Свет Старлинг

22
18
20
22
24
26
28
30

– О Абатис и Монтера, – пробурчал Кеннет, устремляя свой взор в потолок, – дайте мне сил наставить этих детей на путь истинный.

– Кеннет, ваше поведение уже переходит за все рамки дозволенного, – повысила голос Рубина. – Проявите хоть немного уважения к соправителям!

– К кому, вы сказали? – переспросил Кеннет. – К маленькой девочке на троне, к мальчишке-охотнику, к наивной глупышке-светляку, к алкоголичке-баронессе, к уродке-секретарше? К новоприбывшим светлякам? К кому я должен проявить уважение?

– С меня хватит, – со злостью и слезами в голосе воскликнула Рицци, вновь отчего-то взглянула на Шерла и резко отодвинула кресло от стола. – Сообщите, пожалуйста, когда и этот старик умрет.

Она вышла из зала, громко хлопнув дверью.

– С меня тоже, – высказалась Рубина и поднялась. – Вы без конца твердите нам, что дети никогда не правили на Нью-Авалоне! Но вспомните – Антуанетте Вайерд было восемнадцать, когда она стала магистром, Винсенту Ларивьеру – девятнадцать! Где же эта ваша преемственность власти среди старых и мудрых? Может быть, это просто вы слишком уж постарели… и слишком многое забыли?

– Королеве Виктории, если уж на то пошло, тоже было восемнадцать, – добавил Кеннет, все с тем же высокомерным выражением. – Но премьер-министр и парламент никогда не давали ей править в одиночку! Только с их помощью она продержалась у власти шестьдесят три года, а страна пережила новый Золотой век!

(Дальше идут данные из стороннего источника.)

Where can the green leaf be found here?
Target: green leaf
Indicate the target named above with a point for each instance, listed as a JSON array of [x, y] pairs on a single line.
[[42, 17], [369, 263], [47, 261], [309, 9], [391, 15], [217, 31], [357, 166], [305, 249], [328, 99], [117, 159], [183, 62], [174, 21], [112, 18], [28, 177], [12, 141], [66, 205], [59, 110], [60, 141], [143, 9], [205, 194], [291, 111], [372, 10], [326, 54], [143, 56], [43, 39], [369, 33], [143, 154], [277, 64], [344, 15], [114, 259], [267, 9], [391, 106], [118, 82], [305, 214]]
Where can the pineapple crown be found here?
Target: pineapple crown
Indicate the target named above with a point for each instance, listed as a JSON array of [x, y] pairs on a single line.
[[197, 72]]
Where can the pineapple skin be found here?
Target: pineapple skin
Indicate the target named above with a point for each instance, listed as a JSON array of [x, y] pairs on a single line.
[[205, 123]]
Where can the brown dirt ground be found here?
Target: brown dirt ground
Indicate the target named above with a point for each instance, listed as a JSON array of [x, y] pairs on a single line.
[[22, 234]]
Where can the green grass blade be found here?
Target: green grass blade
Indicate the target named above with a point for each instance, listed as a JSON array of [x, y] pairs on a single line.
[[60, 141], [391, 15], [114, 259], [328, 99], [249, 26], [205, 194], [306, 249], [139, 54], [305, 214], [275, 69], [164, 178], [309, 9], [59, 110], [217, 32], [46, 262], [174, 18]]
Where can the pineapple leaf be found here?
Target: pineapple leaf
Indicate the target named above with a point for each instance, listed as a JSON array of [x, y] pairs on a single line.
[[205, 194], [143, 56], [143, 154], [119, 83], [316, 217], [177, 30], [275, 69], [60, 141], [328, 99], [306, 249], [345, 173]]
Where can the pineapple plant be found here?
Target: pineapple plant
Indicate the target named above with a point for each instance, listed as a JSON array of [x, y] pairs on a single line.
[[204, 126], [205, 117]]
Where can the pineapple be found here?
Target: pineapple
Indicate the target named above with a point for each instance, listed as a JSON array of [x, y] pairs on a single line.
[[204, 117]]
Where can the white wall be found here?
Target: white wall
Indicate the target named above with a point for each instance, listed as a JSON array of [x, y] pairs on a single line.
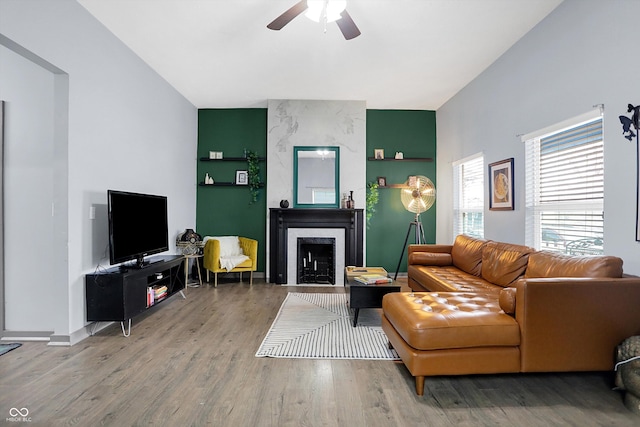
[[28, 90], [126, 129], [583, 54]]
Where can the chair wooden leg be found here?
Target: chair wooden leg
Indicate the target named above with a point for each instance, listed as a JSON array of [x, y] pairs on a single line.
[[420, 385]]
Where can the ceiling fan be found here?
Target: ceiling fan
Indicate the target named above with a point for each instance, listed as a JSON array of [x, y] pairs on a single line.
[[317, 10]]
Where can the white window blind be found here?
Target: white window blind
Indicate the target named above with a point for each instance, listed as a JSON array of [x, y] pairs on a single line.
[[565, 190], [468, 200]]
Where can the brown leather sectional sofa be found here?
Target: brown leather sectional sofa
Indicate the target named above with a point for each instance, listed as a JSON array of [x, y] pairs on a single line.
[[482, 307]]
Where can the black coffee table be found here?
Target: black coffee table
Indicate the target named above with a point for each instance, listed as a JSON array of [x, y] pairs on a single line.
[[367, 296]]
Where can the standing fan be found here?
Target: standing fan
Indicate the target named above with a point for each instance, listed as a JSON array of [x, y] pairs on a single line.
[[417, 196]]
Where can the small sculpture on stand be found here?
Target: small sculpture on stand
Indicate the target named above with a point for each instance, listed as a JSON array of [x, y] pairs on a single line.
[[628, 124], [189, 242]]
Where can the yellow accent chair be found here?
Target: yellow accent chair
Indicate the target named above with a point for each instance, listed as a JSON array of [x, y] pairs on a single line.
[[212, 254]]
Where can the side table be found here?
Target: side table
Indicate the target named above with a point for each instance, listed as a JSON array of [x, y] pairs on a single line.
[[195, 257]]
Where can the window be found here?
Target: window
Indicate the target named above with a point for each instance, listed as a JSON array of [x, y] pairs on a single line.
[[468, 197], [565, 187]]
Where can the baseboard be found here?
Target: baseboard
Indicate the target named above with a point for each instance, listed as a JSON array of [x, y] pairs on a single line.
[[26, 335]]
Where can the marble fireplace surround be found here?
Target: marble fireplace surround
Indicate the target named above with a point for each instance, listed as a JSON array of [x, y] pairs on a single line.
[[292, 123]]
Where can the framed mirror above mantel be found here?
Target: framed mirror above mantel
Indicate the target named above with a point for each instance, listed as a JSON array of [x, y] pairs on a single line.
[[316, 177]]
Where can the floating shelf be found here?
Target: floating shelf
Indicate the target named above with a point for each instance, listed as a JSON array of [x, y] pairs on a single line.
[[225, 184], [406, 159], [393, 186], [229, 159]]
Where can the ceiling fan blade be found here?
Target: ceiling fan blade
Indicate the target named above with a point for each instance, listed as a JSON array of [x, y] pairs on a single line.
[[288, 16], [347, 26]]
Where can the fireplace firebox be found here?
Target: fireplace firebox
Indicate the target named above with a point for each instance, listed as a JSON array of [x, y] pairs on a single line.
[[281, 220], [316, 260]]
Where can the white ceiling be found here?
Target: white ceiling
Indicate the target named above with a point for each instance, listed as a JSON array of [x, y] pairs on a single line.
[[412, 54]]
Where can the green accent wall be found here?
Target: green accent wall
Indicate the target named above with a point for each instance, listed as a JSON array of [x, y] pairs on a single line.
[[414, 134], [228, 210]]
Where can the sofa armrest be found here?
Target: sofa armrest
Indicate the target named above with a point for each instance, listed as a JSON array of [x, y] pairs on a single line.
[[430, 255], [575, 324]]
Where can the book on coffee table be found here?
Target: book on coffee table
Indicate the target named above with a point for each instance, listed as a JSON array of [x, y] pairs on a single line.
[[373, 279], [353, 272]]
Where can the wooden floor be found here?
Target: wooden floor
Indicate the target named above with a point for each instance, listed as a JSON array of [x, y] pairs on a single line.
[[191, 362]]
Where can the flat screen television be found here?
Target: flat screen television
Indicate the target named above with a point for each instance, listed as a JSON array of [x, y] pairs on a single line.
[[137, 226]]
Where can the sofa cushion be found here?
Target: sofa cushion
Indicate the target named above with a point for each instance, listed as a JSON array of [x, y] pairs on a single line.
[[550, 264], [448, 320], [447, 278], [466, 254], [504, 263], [429, 258], [507, 300]]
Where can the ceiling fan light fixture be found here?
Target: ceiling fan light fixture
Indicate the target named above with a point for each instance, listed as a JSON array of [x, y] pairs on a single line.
[[331, 9]]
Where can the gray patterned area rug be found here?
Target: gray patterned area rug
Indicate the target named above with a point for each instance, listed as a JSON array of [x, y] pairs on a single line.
[[318, 326], [5, 348]]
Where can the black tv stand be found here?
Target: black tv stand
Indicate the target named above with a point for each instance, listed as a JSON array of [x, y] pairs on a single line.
[[120, 293]]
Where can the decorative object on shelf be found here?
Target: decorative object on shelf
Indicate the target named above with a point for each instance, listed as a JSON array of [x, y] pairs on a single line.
[[501, 185], [372, 199], [351, 204], [628, 125], [418, 195], [631, 122], [253, 166]]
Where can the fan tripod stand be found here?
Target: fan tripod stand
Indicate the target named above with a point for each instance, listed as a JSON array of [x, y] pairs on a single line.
[[419, 238]]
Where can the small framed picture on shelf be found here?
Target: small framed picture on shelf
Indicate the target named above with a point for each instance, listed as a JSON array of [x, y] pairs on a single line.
[[501, 185], [242, 178]]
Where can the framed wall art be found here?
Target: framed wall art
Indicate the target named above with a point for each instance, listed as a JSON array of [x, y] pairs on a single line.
[[501, 185], [242, 178]]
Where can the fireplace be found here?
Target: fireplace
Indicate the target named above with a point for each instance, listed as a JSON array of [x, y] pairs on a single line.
[[343, 225], [316, 260]]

– Не считаете ли вы себя новым лордом Мельбурном, Кеннет? – насмешливо проговорил Дориан. – Уж простите, но он был явно умнее и дальновиднее вас.

Деметра тоже не смогла молчать – так надоел ей этот старик, выслушивать брюзжание которого приходилось на каждом собрании.

– Я согласна с сестрой, – сказала она. – Довести Рицци до слез – гениальный ход! Что будет дальше, раздадите нам дневники и начнете бить указками по пальцам? Или, может, попробуете поделиться вашей хваленой мудростью и работать с нами вместе?

– Я буду работать только с теми, кто этого хочет, – упрямо возразил Лителтон.

– Это мы с Деметрой привели вас в Ковен, Кеннет! – воскликнула Рубина. – До этого вы сидели на своей ферме в Норт-Йоркшире, разводили овец, или кого там еще, и даже не подозревали, что являетесь одним из кандидатов!

– А сегодня на площади на меня напали точно так же, как на вас и на Этана Брамса, – вставила Деми. – Мы все пытаемся заниматься здесь одним и тем же и все рискуем!

– Хочу напомнить, что вас здесь никто не держит, милочка, – проговорил старик, не желая даже попробовать осмыслить аргументы. – Вы вправе сложить с себя полномочия и уйти, в любой момент, как сами этого пожелаете.

– Знаете что? Мне и вправду пора, – раздраженно сказала Деми и точно так же, как Рицци, отодвинула кресло. – Если вы так сильно не хотите общаться с «детьми», что превращаете каждое собрание в балаган, то обратите внимание – у нас прибавилось двое взрослых!

И только выйдя из зала, она осознала, что смогла высказаться впервые за все время пребывания в Ковене. До этого Деметра только и делала, что молча выслушивала нападки или ждала, пока за нее кто-нибудь заступится. Сегодня изменилось и это.

Ей вдруг стало тревожно за Рицци. Хоть коллега ее и порядком раздражала, Кеннет прошелся по ней слишком сурово. И снова появилось чувство, будто бы все, кроме Деми, поняли, о чем он говорил.

Деметра не знала о Патриции Альфано ничего, кроме того, что та была подругой Дрейка, к которой Рубина его безумно ревновала. Но после позапрошлого августа парень совсем перестал с ней общаться. И еще Дориан, кажется, упоминал о том, что «никто не воспринимает ее как девушку».

Сама не понимая почему, она решила найти Рицци и попробовать поговорить.

Этажи Канцелярии уже опустели – закончились рабочие часы, – но присутствие здесь толп людей еще несколькими минутами ранее ощущалось отчетливо. На лавках, расставленных для удобства у стен, оставались лежать забытые кем-то бумаги, зонтики, перчатки. На паркете валялись ручки и карандаши, разорванные клочки каких-то документов. Кеннет был прав – горожане злились.